The issue of occupier’s liability hit the headlines recently with the case of Kylie Grimes – the young woman who tried and failed to sue her friend’s father for £6 million when she was left paralysed after hitting her head on the bottom of his swimming pool.
Miss Grimes’ claim against David Hawkins was based on the grounds he breached his duties under the Occupiers' Liability Act 1957.
She may have failed in convincing a court of any breach, but just how far does your duty of care extend with people on your property?
Senior Associate Solicitor Peregrine Lavington answers some common questions…
What is meant by occupier’s liability?
- Occupiers of premises such as shops, hotels and clubs have a duty to lawful visitors to see that they are reasonably safe “in using the premises for which he is invited or permitted by the occupier to be there". This is laid out in full in the Occupiers Liability Act 1957.
What is considered a defective premises?
- All sorts of things can make a premises defective – anything from a hole in the floorboards or damp. In terms of personal injury and occupier’s liability, a defective premises is one which is in some way hazardous, and could potentially cause a physical risk to others.

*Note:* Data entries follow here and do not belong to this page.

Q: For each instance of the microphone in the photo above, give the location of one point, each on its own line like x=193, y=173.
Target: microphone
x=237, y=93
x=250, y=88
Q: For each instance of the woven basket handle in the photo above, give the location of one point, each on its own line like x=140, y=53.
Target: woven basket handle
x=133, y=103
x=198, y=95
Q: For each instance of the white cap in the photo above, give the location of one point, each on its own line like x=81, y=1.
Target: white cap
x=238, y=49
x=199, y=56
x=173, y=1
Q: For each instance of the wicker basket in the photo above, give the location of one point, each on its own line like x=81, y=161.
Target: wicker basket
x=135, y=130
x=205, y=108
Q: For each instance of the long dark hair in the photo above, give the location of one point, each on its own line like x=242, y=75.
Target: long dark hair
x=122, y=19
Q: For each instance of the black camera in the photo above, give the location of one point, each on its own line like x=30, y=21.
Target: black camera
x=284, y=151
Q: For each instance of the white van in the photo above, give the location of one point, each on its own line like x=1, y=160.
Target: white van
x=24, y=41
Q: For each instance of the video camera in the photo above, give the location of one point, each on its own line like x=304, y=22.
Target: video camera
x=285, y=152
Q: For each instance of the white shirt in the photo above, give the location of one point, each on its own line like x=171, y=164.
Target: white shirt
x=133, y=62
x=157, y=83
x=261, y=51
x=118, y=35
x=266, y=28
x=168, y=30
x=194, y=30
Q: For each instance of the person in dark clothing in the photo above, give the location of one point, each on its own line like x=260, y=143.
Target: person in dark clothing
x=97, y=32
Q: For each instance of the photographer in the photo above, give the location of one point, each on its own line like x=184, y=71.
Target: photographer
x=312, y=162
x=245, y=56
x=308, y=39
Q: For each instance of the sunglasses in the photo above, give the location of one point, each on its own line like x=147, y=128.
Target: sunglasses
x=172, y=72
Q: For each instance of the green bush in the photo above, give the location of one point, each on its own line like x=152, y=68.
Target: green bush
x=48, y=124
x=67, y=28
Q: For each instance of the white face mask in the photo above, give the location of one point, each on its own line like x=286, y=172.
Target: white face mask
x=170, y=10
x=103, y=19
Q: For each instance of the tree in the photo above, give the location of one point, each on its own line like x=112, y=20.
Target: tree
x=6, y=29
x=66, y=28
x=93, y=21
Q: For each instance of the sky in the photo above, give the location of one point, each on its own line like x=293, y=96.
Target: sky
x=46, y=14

So this can also apply to rental properties?
- Certainly – a fairly common claim is a tenant alleging that a damp premises is causing asthma. There will probably be a claim under the Landlord and Tenant Act 1985 as well as the Defective Premises Act 1972. Landlords can also be liable to people other than tenants under the Defective Premises Act 1972.
Are there set guidelines for a safe premises?
- There are no statutory guidelines stating exactly what is deemed safe and what is not. It is a matter of using common sense, and taking reasonable steps to avoid what we call ‘slips and trips’.
You have to avoid hazards which are foreseeable, or which could lead to injury, such as things people can trip over like uneven carpet tiles. The classic example is a supermarket: there mustn’t be anything on the floor which can lead to someone slipping or tripping up, such as liquid on the floor.
If someone injures themselves on your premises, will they definitely succeed in a claim?
- If an accident occurs on someone's premises it is by no means certain that an injured person can succeed in a claim. In other words, the duty is far from absolute, and judges will apply the "common sense" test.
What kind of damages can be claimed?
- Damages fall into two categories: general damages and special damages.
General damages include pain and suffering, and loss of amenity – you are prevented from carrying out hobbies, or struggle with getting from A to B. Also, if you are handicapped on labour market – you are thrown out of job because of your injury and can’t find a new one.
Special damages include loss of earnings, and expenses for medical fees. You could of course be awarded for both.
How much compensation is typically awarded?
- It depends on the seriousness of the injury. If someone succeeds in making a claim after being injured on a defective premises, the seriousness of the tort – the wrong – doesn’t have any bearing on the amount of compensation (unless there is considered severe negligence, which is extremely rare).
Is it true that trespassers can claim if they are injured on your premises?
- Yes - rather controversially, trespassers are also protected by the Occupiers Liability Act 1984. I suspect this is largely historical as there were cases where trespassers were badly injured and did not receive compensation. An occupier owes a duty to whoever comes on his land.